Die Demonstrierenden kritisieren die vorgesehene Kürzung deutlich. Viele von ihnen fühlen sich übergangen und nicht ausreichend wertgeschätzt.
Noch ist die Kürzung von 4,5 Prozent nicht endgültig beschlossen. Doch aus Sicht der Teilnehmerinnen und Teilnehmer der Kundgebung soll es dazu auch nicht kommen. Ihr Ziel ist es, die Entscheidung noch zu verhindern.
Nicht nur in Regensburg, sondern bundesweit gehen derzeit Psychotherapeutinnen und Psychotherapeuten auf die Straße. Der Protest richtet sich klar gegen die geplanten Einsparungen im Bereich der psychotherapeutischen Versorgung.
Die Demonstrierenden machen deutlich, dass sie ihre Arbeit und deren Bedeutung für die Gesellschaft anerkannt wissen wollen. Die geplante Kürzung sehen sie als falsches Signal.
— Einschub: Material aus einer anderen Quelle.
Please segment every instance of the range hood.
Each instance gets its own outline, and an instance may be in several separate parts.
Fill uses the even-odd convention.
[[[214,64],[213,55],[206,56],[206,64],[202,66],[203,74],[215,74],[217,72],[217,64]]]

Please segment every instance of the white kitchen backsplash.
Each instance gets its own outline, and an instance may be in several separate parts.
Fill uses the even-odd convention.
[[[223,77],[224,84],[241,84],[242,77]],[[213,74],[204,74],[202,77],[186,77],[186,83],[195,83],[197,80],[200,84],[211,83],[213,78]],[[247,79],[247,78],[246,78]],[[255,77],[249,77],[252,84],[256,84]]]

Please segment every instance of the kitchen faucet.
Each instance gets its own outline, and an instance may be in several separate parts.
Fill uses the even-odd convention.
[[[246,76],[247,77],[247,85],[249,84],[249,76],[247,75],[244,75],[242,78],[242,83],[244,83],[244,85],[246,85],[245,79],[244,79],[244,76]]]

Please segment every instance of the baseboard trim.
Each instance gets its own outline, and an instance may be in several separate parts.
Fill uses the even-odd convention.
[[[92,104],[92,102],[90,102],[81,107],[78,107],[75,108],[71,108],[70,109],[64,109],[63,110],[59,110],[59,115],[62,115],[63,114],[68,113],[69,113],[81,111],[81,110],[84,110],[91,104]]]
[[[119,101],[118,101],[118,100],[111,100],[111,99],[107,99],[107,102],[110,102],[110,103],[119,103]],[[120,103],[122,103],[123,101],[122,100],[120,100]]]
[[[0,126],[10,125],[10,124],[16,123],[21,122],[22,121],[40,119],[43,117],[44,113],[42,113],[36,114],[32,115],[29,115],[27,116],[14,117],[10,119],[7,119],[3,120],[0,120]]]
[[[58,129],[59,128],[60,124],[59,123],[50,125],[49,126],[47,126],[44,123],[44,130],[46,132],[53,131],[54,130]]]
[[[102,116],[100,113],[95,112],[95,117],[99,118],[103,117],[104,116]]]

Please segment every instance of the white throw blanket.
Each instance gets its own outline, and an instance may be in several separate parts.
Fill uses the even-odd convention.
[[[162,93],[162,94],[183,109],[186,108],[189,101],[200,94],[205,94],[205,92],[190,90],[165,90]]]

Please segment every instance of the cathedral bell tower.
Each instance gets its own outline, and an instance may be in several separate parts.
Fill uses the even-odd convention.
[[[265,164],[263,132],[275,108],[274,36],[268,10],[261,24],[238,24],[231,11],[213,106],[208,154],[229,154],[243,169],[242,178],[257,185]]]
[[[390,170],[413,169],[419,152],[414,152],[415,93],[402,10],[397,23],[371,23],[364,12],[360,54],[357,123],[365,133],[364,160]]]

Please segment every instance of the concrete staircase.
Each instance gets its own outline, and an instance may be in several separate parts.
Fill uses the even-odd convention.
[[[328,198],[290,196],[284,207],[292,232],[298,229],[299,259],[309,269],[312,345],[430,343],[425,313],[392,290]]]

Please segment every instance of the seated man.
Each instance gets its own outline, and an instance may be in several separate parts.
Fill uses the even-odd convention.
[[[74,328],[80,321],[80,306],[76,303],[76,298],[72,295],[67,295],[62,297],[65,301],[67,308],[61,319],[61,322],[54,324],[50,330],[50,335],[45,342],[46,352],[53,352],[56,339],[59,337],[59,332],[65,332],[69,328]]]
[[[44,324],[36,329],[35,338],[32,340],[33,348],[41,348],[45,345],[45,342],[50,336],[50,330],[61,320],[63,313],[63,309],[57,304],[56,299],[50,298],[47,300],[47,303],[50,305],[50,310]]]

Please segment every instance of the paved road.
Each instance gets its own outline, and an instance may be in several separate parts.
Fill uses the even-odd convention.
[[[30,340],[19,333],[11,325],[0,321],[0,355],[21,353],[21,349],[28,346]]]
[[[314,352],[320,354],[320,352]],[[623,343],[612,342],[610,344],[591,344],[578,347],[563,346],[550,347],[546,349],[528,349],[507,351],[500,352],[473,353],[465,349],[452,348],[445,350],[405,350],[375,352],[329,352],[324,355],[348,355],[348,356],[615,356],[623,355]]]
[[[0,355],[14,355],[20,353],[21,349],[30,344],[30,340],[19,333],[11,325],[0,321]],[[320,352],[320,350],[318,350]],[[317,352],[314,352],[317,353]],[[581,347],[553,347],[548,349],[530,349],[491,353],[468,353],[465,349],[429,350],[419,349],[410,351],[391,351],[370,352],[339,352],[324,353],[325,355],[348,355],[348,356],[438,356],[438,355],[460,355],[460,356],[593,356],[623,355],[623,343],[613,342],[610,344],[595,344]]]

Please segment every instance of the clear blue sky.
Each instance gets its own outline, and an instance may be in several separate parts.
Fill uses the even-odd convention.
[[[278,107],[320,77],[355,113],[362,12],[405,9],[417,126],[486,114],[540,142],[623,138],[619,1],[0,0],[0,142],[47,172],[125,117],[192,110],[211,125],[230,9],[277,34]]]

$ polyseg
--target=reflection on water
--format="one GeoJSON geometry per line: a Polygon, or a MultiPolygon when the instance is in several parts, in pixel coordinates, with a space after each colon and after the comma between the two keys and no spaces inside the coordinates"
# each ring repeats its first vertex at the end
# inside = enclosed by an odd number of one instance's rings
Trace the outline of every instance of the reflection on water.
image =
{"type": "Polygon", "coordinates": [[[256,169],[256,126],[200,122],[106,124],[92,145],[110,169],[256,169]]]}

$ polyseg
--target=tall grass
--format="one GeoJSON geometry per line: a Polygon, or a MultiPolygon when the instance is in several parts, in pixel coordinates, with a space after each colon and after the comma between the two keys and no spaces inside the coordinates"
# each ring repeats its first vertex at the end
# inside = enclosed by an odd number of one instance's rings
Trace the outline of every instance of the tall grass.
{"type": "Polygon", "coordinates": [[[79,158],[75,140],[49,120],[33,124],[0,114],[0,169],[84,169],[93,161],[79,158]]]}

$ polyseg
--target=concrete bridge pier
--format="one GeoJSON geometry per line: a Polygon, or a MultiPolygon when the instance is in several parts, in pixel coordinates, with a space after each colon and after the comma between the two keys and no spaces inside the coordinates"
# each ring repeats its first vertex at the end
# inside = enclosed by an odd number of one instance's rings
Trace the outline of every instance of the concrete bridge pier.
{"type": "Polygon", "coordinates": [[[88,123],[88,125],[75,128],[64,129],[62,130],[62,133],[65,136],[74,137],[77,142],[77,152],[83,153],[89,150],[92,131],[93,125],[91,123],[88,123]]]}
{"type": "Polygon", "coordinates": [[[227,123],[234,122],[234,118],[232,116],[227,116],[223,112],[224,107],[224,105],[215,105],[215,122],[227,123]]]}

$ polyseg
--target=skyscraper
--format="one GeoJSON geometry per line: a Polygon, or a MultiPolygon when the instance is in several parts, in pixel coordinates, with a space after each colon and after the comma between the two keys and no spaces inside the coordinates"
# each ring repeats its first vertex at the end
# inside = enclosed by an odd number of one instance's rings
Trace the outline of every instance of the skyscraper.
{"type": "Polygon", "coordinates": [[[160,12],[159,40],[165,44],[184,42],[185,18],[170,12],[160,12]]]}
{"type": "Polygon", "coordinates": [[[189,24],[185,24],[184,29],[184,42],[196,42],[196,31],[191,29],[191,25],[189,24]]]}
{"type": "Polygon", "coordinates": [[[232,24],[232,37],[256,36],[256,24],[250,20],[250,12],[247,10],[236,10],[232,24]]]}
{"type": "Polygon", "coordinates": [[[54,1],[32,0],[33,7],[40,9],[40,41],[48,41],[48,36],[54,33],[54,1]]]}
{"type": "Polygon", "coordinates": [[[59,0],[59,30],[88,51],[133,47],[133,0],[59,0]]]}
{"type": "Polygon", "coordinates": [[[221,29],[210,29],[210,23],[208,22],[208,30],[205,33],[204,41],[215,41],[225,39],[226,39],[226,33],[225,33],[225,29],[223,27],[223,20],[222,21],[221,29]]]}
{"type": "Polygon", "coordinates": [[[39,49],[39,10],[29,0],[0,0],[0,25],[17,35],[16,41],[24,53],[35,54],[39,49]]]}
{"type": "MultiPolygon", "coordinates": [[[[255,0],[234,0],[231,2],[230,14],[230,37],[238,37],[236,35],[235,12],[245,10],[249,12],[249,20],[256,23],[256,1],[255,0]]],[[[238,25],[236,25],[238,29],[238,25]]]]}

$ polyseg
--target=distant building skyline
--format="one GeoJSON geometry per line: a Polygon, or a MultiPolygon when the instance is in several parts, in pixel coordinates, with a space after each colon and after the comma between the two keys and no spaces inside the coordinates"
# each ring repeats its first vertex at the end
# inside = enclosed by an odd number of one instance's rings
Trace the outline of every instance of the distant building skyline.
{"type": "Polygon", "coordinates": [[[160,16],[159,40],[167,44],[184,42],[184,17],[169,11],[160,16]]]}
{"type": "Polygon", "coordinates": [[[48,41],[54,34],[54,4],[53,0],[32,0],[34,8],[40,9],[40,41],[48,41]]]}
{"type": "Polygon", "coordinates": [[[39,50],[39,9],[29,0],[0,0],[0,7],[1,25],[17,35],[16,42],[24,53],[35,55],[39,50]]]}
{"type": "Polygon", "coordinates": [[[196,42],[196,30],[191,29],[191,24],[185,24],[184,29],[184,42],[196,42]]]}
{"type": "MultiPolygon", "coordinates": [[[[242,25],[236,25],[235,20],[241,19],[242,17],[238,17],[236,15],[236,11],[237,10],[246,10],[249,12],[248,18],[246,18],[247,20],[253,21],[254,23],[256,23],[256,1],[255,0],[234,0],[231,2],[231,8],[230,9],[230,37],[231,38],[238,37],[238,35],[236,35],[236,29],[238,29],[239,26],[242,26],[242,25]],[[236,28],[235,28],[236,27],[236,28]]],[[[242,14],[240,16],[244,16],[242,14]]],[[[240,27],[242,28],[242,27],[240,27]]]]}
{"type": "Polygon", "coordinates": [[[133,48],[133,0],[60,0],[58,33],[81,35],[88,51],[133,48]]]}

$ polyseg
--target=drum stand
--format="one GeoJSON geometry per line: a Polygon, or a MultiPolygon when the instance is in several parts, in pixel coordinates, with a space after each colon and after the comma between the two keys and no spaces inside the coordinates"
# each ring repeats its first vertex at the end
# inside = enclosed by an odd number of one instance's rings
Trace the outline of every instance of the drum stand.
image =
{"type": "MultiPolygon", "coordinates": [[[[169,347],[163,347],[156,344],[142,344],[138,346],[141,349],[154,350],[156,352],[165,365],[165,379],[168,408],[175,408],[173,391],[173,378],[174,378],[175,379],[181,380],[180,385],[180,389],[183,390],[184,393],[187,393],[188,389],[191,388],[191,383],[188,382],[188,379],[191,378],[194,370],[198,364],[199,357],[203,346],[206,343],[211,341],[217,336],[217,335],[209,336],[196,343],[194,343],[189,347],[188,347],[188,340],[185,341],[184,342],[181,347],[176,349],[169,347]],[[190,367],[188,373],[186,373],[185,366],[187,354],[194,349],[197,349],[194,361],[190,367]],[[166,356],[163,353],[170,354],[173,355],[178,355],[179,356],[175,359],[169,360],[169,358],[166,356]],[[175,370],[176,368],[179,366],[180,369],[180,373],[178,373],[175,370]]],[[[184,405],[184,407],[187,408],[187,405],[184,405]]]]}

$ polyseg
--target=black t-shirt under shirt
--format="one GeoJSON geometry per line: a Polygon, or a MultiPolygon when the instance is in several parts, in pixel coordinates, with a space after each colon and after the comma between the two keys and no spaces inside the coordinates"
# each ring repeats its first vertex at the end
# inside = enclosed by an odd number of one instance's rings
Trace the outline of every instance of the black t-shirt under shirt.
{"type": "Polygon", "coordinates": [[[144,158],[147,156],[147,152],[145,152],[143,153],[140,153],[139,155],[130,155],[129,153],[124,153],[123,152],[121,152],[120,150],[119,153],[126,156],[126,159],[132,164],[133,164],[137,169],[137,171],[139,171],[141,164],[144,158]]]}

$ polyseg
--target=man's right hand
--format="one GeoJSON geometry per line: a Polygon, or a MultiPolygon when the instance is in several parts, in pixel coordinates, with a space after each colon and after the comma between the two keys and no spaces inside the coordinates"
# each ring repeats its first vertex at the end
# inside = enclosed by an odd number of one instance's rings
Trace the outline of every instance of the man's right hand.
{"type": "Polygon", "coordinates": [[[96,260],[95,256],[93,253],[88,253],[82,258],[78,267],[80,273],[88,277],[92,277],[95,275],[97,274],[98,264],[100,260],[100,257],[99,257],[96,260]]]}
Unterstützung erhalten die Psychotherapeutinnen und Psychotherapeuten auch von anderen Initiativen. In Regensburg beteiligte sich unter anderem das Regensburger Frauenkollektiv an dem Protest.
Ob die laute Gegenwehr am Neupfarrplatz tatsächlich Auswirkungen auf die Entscheidung zur Honorarkürzung haben wird, bleibt abzuwarten.